CA Douai, 1re ch. sect. 2, 17 décembre 2014, n° 13-06807
DOUAI
Arrêt
Confirmation
PARTIES
Demandeur :
Dazin
Défendeur :
Le Moine
COMPOSITION DE LA JURIDICTION
Président :
M. Carrière
Conseillers :
Mme Bonnemaison, M. Spateri
Avocats :
Mes Regnier, Squillaci, Wabant
EXPOSE DU LITIGE :
Selon devis des 13 et 23 février 2009 Madame Le Moine a confié à Monsieur Dazin la réalisation de travaux de réhabilitation d'un bien immobilier lui appartenant situé à Obies.

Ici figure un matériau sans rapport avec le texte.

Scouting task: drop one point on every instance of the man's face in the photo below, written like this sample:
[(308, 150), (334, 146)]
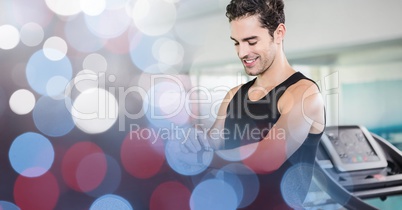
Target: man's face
[(253, 44)]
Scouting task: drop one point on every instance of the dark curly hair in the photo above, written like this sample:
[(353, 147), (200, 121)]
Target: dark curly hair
[(270, 12)]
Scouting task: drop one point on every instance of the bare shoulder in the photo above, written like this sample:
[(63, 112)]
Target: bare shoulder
[(302, 89), (305, 96)]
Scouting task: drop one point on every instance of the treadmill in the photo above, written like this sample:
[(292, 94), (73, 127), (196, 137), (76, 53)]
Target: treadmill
[(354, 164)]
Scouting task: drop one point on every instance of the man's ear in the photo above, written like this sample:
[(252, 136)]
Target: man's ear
[(279, 33)]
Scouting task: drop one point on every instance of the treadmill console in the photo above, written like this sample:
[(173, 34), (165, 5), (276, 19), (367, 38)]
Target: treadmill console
[(353, 148)]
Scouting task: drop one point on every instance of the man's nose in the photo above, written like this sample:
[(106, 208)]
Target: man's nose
[(243, 50)]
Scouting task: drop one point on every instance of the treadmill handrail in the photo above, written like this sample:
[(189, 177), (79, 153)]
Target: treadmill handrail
[(338, 193)]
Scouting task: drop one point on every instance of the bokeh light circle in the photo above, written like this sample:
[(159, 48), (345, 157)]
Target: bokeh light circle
[(95, 110), (5, 205), (55, 48), (170, 195), (142, 152), (86, 79), (22, 101), (111, 202), (147, 16), (52, 117), (40, 70), (84, 166), (56, 87), (37, 193), (31, 154), (213, 194), (296, 183), (141, 51), (112, 178), (9, 37), (64, 7), (32, 34)]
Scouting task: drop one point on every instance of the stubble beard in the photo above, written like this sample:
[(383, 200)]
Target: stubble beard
[(261, 69)]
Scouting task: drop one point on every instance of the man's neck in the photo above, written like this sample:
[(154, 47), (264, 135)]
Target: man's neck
[(276, 74)]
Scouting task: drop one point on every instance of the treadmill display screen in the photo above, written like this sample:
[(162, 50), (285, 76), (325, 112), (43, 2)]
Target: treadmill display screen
[(352, 146)]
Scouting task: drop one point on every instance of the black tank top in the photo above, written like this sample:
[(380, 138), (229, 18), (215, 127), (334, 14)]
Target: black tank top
[(248, 122)]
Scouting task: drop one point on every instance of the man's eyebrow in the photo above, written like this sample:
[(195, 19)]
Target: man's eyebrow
[(245, 39)]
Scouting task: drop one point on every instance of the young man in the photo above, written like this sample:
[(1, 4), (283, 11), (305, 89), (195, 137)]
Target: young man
[(275, 121)]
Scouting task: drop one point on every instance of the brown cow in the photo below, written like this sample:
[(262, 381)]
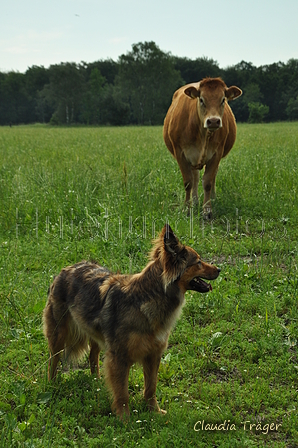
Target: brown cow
[(200, 129)]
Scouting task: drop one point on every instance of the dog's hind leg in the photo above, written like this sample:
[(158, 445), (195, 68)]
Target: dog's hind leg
[(93, 357), (56, 345), (56, 334), (116, 372), (150, 367)]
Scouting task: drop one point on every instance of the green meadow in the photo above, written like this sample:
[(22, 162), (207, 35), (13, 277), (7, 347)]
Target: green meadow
[(230, 375)]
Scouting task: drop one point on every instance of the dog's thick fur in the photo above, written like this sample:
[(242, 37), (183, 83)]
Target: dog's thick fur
[(130, 316)]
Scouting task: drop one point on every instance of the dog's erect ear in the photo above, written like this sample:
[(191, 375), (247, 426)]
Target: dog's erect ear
[(173, 256), (171, 242)]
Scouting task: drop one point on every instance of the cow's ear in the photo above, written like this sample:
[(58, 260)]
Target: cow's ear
[(233, 92), (192, 92)]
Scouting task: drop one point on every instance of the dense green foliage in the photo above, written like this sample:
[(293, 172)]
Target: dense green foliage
[(77, 193), (137, 89)]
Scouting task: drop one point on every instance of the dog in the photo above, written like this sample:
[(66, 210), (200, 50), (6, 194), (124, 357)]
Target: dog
[(130, 316)]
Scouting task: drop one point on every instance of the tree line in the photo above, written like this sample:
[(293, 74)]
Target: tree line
[(137, 89)]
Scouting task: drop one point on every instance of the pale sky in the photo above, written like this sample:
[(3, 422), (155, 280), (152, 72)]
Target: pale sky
[(39, 32)]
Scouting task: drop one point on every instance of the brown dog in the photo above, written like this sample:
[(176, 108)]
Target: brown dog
[(130, 316)]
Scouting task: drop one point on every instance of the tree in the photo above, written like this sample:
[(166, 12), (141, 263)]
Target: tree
[(65, 90), (93, 98), (146, 81), (195, 70)]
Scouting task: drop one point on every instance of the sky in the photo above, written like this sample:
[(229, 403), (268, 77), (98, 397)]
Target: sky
[(39, 32)]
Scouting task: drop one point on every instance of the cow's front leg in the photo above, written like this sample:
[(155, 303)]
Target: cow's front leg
[(209, 186)]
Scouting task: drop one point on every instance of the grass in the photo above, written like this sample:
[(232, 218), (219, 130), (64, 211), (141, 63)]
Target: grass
[(229, 376)]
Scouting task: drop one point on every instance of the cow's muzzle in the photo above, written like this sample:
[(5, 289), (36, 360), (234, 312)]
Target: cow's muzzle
[(213, 123)]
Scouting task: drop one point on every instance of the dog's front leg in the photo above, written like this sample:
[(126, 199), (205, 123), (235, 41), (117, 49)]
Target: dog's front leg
[(150, 367), (93, 357), (117, 372)]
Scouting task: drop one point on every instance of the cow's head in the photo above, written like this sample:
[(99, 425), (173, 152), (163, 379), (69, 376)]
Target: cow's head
[(211, 95)]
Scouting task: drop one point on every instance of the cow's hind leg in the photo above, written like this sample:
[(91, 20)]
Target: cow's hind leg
[(209, 186), (187, 174), (196, 178)]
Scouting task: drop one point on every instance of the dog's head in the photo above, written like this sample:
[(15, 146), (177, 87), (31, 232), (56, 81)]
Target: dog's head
[(182, 263)]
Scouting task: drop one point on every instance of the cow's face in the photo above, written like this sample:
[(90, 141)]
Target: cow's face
[(211, 96)]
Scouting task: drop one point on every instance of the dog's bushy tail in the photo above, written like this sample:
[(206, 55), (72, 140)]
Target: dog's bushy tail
[(60, 328)]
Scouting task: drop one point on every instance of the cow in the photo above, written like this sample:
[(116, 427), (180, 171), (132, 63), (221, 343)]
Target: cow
[(200, 129)]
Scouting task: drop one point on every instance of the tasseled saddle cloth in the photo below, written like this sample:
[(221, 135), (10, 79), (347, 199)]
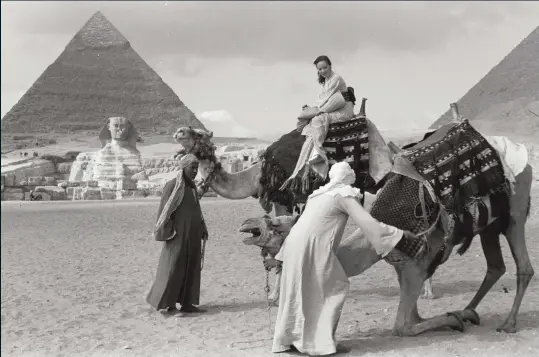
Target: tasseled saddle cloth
[(346, 141)]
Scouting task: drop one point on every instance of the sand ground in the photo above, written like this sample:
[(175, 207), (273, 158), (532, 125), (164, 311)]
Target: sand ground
[(75, 276)]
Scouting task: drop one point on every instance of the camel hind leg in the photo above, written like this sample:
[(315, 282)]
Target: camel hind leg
[(520, 207)]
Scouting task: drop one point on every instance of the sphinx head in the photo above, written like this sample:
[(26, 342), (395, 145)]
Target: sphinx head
[(119, 129)]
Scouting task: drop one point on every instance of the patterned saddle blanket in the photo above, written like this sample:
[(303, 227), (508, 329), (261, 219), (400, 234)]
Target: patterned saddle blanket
[(467, 179), (346, 141)]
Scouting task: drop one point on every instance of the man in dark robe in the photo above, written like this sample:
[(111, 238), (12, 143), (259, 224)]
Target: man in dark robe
[(180, 225)]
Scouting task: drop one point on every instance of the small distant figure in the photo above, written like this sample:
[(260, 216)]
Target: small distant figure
[(35, 196)]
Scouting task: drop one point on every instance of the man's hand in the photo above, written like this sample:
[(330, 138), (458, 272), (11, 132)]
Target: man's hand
[(271, 263)]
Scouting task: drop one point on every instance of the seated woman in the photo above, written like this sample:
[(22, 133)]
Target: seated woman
[(314, 284), (335, 104)]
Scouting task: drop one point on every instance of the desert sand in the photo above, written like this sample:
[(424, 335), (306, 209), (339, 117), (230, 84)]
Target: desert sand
[(75, 276)]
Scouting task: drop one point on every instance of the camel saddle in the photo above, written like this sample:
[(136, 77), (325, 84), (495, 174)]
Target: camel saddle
[(345, 141), (466, 180)]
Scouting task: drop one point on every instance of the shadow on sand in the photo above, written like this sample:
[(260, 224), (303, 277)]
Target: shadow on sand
[(439, 288), (376, 340)]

Suite à ces travaux Monsieur Dazin a adressé à Madame Lemoine des factures d'un montant de 37 993,74 euro le 13 novembre 2010 et de 4 900,68 euro le 22 décembre 2011. Madame Le Moine a payé une somme de 33 000 euro.
Sur requête de Monsieur Dazin le président du Tribunal d'instance de Lille a rendu le 20 juin 2012 à l'encontre de Madame Le Moine une ordonnance lui faisant injonction de payer la somme de 9 894,42 euro avec intérêts au taux légal depuis le 10 mars 2012, 40 euro au titre des frais accessoires et les dépens.
Cette ordonnance a été signifiée à l'étude d'huissier le 25 juillet 2012. Une saisie-vente a été pratiquée le 27 septembre 2012 et Madame Le Moine a formé opposition à l'ordonnance le 3 octobre 2012.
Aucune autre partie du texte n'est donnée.